Spesso si fa confusione tra casale arabo (rahal) e città medievale. Il casale è un agglomerato urbano di qualche decina di case, quasi sempre distribuite attorno ad una fonte d’acqua. Invece l’Alcamo che vediamo oggi è una città progettata con una splendida struttura a scacchiera, al punto da essere citata come esempio nell’Atlante del Morini (n.d.r. l’Atlante di Mario Morini, edito nel 1963 è una delle opere fondamentali di storia dell’urbanistica, che riporta la città di Alcamo come esempio di struttura a scacchiera con bordo irregolare).

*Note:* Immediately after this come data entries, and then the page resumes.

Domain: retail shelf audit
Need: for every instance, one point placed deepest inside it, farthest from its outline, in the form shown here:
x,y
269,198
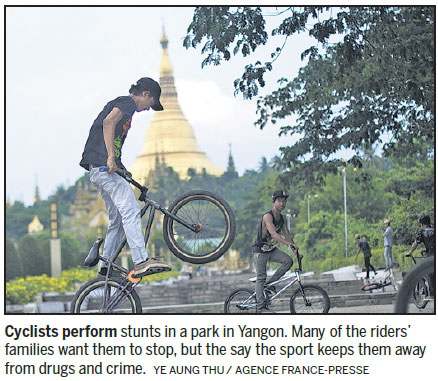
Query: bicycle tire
x,y
412,278
240,301
315,295
419,294
92,292
217,233
371,286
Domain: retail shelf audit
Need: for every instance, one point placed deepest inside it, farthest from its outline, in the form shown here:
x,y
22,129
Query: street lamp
x,y
345,211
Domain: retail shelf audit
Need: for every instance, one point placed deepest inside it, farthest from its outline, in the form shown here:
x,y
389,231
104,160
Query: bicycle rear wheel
x,y
90,298
212,215
370,286
241,301
419,294
311,299
425,269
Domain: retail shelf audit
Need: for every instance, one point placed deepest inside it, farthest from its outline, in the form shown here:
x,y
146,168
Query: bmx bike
x,y
306,299
421,271
198,227
421,291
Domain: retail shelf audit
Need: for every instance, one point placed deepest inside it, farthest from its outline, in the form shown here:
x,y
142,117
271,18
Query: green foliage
x,y
369,73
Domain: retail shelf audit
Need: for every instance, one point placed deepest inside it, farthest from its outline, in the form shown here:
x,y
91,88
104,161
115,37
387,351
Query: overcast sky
x,y
64,64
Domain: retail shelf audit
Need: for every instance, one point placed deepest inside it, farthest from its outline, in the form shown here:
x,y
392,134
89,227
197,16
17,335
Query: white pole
x,y
345,212
308,210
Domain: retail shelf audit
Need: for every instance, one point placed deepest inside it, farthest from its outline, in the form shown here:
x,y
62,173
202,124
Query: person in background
x,y
364,246
426,236
388,235
265,250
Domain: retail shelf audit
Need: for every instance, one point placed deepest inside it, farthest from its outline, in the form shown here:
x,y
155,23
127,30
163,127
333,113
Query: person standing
x,y
426,236
388,235
265,248
364,246
102,157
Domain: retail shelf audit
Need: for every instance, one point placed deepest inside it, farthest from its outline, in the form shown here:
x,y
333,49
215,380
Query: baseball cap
x,y
149,84
279,193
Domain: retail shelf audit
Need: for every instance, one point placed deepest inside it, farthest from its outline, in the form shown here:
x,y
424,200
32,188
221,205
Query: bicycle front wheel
x,y
311,299
370,286
94,298
214,219
241,301
419,294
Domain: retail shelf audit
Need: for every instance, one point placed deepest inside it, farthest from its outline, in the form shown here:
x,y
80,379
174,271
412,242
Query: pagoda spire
x,y
171,131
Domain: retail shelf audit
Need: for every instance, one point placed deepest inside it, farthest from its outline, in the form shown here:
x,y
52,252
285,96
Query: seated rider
x,y
264,247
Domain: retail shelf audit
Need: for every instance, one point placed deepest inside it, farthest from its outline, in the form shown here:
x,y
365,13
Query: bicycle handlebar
x,y
128,177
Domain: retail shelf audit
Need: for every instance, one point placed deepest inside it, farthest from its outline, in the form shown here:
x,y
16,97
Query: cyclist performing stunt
x,y
104,149
265,250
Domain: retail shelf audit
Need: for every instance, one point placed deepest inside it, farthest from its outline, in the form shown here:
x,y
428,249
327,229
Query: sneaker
x,y
150,266
265,310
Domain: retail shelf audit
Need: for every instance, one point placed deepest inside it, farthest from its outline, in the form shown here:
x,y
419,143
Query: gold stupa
x,y
170,136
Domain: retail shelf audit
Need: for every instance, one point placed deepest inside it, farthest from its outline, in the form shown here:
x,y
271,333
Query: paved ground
x,y
378,309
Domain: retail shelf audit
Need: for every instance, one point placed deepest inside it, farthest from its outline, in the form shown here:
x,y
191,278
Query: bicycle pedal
x,y
156,270
131,278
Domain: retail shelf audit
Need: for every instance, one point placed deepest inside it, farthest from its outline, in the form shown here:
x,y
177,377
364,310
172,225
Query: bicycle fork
x,y
307,302
111,302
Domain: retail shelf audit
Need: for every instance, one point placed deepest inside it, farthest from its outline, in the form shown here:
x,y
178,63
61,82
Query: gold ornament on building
x,y
170,136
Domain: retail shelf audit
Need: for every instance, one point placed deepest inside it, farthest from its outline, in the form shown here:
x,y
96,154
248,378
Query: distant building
x,y
35,226
170,136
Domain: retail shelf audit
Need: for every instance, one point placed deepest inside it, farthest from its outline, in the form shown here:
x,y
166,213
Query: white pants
x,y
123,212
388,256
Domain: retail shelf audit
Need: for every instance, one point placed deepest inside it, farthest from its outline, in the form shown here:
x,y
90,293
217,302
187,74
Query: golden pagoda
x,y
35,226
170,135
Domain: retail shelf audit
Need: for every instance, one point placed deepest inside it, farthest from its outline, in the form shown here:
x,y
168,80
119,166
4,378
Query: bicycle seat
x,y
92,258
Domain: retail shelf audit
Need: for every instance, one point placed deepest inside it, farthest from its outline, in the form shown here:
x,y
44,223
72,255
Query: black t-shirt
x,y
365,248
264,243
427,236
95,150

Dai miei studi, mi pare di ricordare che tutte le città greche e successivamente anche quelle romane, nacquero con una struttura a scacchiera. Cos’ha di così peculiare Alcamo?

Nel Medioevo è difficile trovare una struttura simile, a meno che queste non riprendano il loro antico impianto dell’accampamento militare romano, come possiamo vedere nelle più antiche e importanti città italiane ed europee. Pochissime sono, poi, le città che in questo periodo vengono fondate con una configurazione a pianta ortogonale. É probabile che la committenza fosse talmente potente da fare costruire la città con delle direttive ben stabilite.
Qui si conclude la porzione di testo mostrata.